Abstract: Deep learning is the cool kid in school –everybody talks about it and wants to be friends with it. There’s hardly anything we cannot do with advanced deep learning architectures, from generating synthetic images and natural language descriptions to autonomous vehicle systems.
The complexity of these tasks cultivated the myth that building deep learning applications requires equally complex coding in scripting languages where packages such as TensorFlow and Keras can be leveraged. Visual programming-based software like KNIME Analytics Platform debunks this myth by removing the coding barrier and offering a friendly UI for no-code/low-code deep learning pipelines.
In this tutorial, we will illustrate the evolution of deep learning architectures and how KNIME Analytics Platform is naturally designed to keep up with these transformations. We will start off by introducing simple ANNs for a classification task. While easy to grasp, ANNs are not suitable to effectively work with sequential (e.g., texts and time series) or visual data (e.g, images and videos). Other, more complex architectures proved superior. We will zoom in on RNNs with LSTM units for text generation and time series forecasting; CNNs for image classification and styling; and GANs for synthetic image generation.
Lately, the need for ever accurate and multi-task models has led to the proliferation of LLMs.

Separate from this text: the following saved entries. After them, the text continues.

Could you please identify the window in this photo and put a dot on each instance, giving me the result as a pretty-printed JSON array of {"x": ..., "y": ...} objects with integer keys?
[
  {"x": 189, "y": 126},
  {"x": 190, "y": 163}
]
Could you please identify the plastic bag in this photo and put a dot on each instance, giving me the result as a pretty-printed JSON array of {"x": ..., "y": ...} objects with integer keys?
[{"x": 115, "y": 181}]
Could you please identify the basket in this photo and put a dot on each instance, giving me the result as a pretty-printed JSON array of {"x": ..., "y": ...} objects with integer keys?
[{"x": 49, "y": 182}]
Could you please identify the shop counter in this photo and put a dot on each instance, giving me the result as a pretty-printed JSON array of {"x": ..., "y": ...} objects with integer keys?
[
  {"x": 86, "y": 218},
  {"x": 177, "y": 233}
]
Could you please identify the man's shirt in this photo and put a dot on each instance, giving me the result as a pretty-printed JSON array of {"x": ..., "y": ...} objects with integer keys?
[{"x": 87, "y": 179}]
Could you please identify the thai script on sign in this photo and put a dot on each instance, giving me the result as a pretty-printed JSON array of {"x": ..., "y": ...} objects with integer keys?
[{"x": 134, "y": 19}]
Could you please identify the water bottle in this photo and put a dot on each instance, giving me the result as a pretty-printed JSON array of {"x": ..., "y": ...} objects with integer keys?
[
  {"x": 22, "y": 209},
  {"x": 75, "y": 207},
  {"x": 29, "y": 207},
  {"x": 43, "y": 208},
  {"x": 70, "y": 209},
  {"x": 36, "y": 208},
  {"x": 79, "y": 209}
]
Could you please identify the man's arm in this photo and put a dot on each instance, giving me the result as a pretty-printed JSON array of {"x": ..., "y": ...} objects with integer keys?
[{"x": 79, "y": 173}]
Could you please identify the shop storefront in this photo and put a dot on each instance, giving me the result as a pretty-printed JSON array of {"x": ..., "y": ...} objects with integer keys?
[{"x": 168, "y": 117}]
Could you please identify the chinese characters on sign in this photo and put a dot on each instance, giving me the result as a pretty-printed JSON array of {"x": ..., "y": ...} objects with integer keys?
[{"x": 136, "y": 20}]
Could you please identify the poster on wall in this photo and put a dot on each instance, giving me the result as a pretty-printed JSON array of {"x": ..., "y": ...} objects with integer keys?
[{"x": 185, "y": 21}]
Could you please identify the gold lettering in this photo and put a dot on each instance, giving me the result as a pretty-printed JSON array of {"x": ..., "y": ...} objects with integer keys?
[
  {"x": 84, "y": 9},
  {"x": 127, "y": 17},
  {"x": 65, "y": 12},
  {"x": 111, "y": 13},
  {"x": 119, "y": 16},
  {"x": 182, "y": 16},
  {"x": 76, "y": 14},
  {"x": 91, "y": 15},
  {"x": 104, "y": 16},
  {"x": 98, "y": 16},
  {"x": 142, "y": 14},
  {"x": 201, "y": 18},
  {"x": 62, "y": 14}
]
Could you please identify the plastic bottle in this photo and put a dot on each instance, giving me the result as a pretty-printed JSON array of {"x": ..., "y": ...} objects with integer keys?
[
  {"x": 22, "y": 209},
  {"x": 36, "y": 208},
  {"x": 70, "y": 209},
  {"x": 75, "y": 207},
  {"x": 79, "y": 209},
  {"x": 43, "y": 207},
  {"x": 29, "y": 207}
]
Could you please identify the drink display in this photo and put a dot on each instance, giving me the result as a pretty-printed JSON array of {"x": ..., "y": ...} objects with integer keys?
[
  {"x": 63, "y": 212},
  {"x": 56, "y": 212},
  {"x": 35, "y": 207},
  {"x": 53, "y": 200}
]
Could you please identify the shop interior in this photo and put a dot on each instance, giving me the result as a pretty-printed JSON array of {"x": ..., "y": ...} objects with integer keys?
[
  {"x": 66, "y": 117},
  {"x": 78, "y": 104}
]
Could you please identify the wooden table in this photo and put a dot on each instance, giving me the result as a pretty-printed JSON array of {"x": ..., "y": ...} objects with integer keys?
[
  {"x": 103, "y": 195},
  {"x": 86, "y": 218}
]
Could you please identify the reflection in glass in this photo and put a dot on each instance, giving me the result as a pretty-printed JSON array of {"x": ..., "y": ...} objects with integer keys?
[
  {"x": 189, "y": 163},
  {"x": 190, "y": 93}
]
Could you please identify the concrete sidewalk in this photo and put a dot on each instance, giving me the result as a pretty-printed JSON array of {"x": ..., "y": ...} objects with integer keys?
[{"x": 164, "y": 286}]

These models have billions of parameters and are the result of a long, and data & resource-intensive training process. In 2018, Google’s BERT, achieved SOTA performance in multiple NLU benchmarks. Similarly, in 2023, OpenAI’s GPT-3 and GPT-4 have taken the data science community by storm. For data practitioners, it is extremely unfeasible to reinvent the whole wheel from scratch. Hence, we will show how to adopt transfer learning, and consume models via REST APIs.
Throughout our journey, we will rely on KNIME’s Keras and TensorFlow integrations to define, train and deploy deep learning models; on the BERT nodes for transfer learning; and on the REST Client extension to issue HTTP requests and display the results in interactive Data Apps. Finally, whenever KNIME nodes are not readily available, we always have the option to develop Python-based nodes, such as Word2Vec and for GNNs.
Topic: Intro to Deep Learning in KNIME
What is it?
KNIME Integrations for Deep Learning (Keras and TensorFlow)
Topic: Simple Artificial Neural Networks
Feed-Forward Neural Network: Single vs Multi-layer Perceptron
Live Walkthrough: Feed-Forward Neural Network for Binary Classification
RNNs with LSTM units: Sequential Data (e.g., Text and Time Series),
Text Generation & Demand Forecasting
CNNs: Visual Data (e.g., Image and Videos)
Image Classification & Image Neuro-Styling
GANs: Synthetic Image Generation
Live Walkthrough: GANs Data App for Image Generation
LLMs - BERT:Transfer Learning
LLMs - GPT-3: Model consumption via REST APIs
Live Walkthrough: ChatGPT as a KNIME Data App
Python-based development: Word2Vec and GNNs
Wrap up: Summary and Q&A
All example workflows will be shared with the attendees.
Bio: Roberto Cadili is a data scientist on the Evangelism team at KNIME. During his BSc. in Economics, he developed a genuine interest in statistics and data analysis. At the University of Konstanz, he pursued a MSc. in Social and Economic Data Science where he studied different machine learning algorithms and deep learning architectures with an emphasis on NLP and Computer Vision. As editor for Low Code for Data Science, he is helping the KNIME community shape successful data science stories, tutorials, and best practices that are worth sharing.